Pain in the Neck—How to Differentiate Spinal Conditions of the Cervical Spine
Department of Small Animal Medicine and Surgery, University of Veterinary Medicine—Hannover, Hannover, Germany
Differentiating between causes of gait abnormalities in practice can be challenging.1 However, by initially defining the problem and the system involved, a list of further appropriate diagnostic tests can be performed. Despite the recent advances in diagnostic imaging, the neurological and orthopaedic examinations remain the foundation of localising the lesion and help identified severity. The majority of cats and dogs that present with a thoracic or pelvic limb lameness will have an underlying orthopaedic condition, but it is important to recognise that neurological disorders can present with similar clinical signs. Neurological disorders will more commonly present as decreased voluntary movement (paresis) or lack of voluntary movement (plegia), these clinical signs are not synonymous with neurological disorders. Once the location of the lesion has been defined, a list of differential diagnoses can be formulated based on onset, clinical course and clinical features such as pain and asymmetry of clinical signs (five finger rule) plus signalment. Each individual case has its own challenges, and any purely rule-based system is likely to result in mistakes. I will discuss various cases and have a live, on-stage discussions which I hope will help you tackle these challenging cases better in the future.
The majority of patients who present with gait abnormalities will have abnormalities that primarily and structurally affect either the musculoskeletal or the nervous systems. As a result, lesion localisation will concentrate on lesions affecting the musculoskeletal and neurological systems. Unlike the cardiovascular, metabolic and respiratory body systems, there is no simple laboratory or diagnostic test that can be performed to differentiate between the nervous and musculoskeletal body systems. The differentiation between the two systems is based on the clinician’s physical examination. Most animals with neurological disorders will present with paresis, while those with orthopaedic disorders will present with lameness.

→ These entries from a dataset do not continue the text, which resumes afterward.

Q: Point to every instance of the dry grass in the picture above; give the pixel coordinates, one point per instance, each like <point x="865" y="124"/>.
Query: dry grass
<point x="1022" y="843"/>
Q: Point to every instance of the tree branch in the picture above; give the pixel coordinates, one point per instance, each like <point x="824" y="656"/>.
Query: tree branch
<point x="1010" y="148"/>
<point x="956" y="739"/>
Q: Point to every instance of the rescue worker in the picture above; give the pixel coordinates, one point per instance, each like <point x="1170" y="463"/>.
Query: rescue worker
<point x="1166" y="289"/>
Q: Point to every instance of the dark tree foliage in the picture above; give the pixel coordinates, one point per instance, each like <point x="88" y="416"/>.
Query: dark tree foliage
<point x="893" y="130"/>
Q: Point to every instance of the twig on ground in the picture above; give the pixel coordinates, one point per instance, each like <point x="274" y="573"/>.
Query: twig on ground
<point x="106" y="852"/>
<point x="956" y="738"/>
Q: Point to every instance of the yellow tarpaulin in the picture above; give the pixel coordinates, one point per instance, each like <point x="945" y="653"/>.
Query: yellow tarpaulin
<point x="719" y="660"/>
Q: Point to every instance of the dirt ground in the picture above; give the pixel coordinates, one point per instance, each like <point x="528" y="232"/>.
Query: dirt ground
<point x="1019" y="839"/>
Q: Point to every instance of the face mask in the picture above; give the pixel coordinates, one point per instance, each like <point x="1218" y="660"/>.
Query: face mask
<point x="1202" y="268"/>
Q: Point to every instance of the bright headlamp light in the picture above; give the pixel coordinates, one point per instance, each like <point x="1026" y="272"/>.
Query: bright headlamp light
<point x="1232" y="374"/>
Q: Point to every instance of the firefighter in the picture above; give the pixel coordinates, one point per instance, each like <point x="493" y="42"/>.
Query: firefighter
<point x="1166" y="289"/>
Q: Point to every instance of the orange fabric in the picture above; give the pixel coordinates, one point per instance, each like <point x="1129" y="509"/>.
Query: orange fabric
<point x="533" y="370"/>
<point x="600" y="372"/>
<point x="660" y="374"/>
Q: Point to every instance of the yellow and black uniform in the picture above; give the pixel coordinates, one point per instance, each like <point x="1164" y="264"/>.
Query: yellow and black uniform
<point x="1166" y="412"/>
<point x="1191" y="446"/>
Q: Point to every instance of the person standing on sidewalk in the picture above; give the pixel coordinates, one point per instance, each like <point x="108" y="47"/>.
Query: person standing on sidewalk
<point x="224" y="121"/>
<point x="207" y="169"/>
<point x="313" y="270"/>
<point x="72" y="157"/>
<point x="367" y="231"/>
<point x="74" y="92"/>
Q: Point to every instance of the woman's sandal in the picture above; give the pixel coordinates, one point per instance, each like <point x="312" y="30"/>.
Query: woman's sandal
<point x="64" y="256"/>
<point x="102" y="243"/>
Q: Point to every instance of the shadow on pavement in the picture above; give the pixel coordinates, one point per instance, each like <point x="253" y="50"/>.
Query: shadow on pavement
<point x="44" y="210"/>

For neurological diseases it is important to differentiate between diseases which cause only pain and no neurological deficits (painful non-myelopathic spinal diseases) and diseases which cause neurological deficits (myelopathic spinal diseases).
Non-myelopathic Spinal Diseases
Animals that solely present with back pain and do not show neurological deficits need to have a thorough orthopaedic examination, as polyarthritis has to be considered. Other differentials are inflammatory, infectious, and neoplastic diseases. If the animal presents with a history of trauma, luxation and fractures need to be considered. As aforementioned, syringomyelia is an exception and can present as a painful condition without causing neurological deficits.
Myelopathic Spinal Diseases
The five-finger rule (onset, progression, pain, lateralisation and neuroanatomical localisation) can be used to effectively differentiate between myelopathies these myelopathies. A couple of examples are listed as follows:2
- Patients who present with peracute, non-progressive or improving, largely non-painful and lateralised neurological deficits have a 98% chance of having an ischaemic myelopathy such as fibrocartilaginous embolism (FCE) or acute nucleus pulposus extrusion (high velocity but low volume disc extrusion/traumatic disc).
- Hansen type-I disc disease (intervertebral disc extrusion) is best characterised as an acute onset, deteriorating, painful and occasionally lateralised myelopathy. Ninety percent of patients presenting with these clinical signs will have Hansen type-I disease.
- In contrast, Hansen type-II (intervertebral disc protrusion) has a more chronic onset, is often stable, but still painful. Meningo(encephalo)myelitis of unknown aetiology (MUA) can present with an acute onset, deteriorating painful myelopathy. MUA is four times more likely to present as a multifocal neuroanatomical localisation (multiple spinal cord segments and/or brain). Many of the animals will also have mentation changes and cranial nerve deficits.
These examples demonstrate that thinking pathophysiologically and using the five-finger rule can refine the differential list significantly. If you then also take demographics and signalment into account, you have a very high chance of identifying the most likely diagnosis before embarking on diagnostics. Many of the neurological conditions will require advanced imaging and/or CSF analysis, but funds are limited, and the aforementioned approach can provide you with the framework to narrow down diagnostics to the most essential or provide the owner with a presumptive diagnosis.
1. Maddison JE, Volk HA, Church DB. Clinical Reasoning in Small Animal Practice. Wiley Blackwell; 2015.
2. Cardy TJ, De Decker S, Kenny PJ, Volk HA. Clinical reasoning in canine spinal disease: what combination of clinical information is useful? Vet Rec. 2015;177(7):171.